No muchas horas antes, el propio Nabé había estado sólo a uno o dos metros de donde se encontraban ahora los niños…, ¡sólo que al otro lado de la verja! Pero ellos no lo sabían. Estuvieron mirando a través de la tupida cortina de maleza sin ver más que oscuridad.

—Bien…, hemos aclarado este misterio —dijo Roger bajando de donde había subido para mirar por entre la hiedra—. Será mejor que regresemos.

—Mirad…, ¿no hay allí un pequeño remanso? —dijo Diana señalando la otra orilla del arroyo un poco más allá de la verja de hierro—. Vamos a ver si lo es.

—Bueno…, ya deberíamos regresar a casa —exclamó Roger mirando su reloj—. Sin embargo…, veremos si hay algo interesante. Es posible que encontremos el bote misterioso.

¡Y así fue en efecto! Siguieron el extraño arroyo entre una hilera de alisos. Torcía de pronto formando como un estanque donde nadaban unos patos… ¡y allí estaba el bote atado a un árbol! ¡Chatín estaba seguro de que era el mismo porque no tenía nombre!

En una oquedad había una casa de campo, rodeada de pajares y con musgo en las baldosas. Era un lugar encantador.

—¡Vaya…, qué sorpresa! —exclamó Diana—. ¡Una casa aquí, perdida en este rincón del mundo! ¡Y el bote le pertenece! ¡No hay el menor misterio!

Todos fueron hacia la casa. Un hombre salía del granero y al verles pareció contrariarse mucho.

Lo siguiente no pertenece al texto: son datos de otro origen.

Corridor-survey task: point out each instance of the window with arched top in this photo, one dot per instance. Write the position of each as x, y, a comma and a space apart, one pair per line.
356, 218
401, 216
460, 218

—¡Marchaos de aquí! —les gritó—. ¿No me oís? No queremos moscones por aquí. Marchaos en seguida o soltaré a los perros.

Tres o cuatro perros empezaron a ladrar desaforadamente y «Ciclón» les contestó, pero sin atreverse a acercarse. ¡Le daban miedo tantos perros juntos!

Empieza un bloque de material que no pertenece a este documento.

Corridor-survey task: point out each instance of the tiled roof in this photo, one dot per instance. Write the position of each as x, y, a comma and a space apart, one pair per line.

—¡Está bien! —exclamó Roger indignado—. ¡Ya nos vamos! No se preocupe.

Y los tres niños le dieron la espalda. ¡Qué individuo más antipático! Volvieron por el arroyo hasta el remanso… y allí recibieron otra sorpresa.

¡El señor King estaba examinando muy interesado la verja de hierro cubierta por la maleza!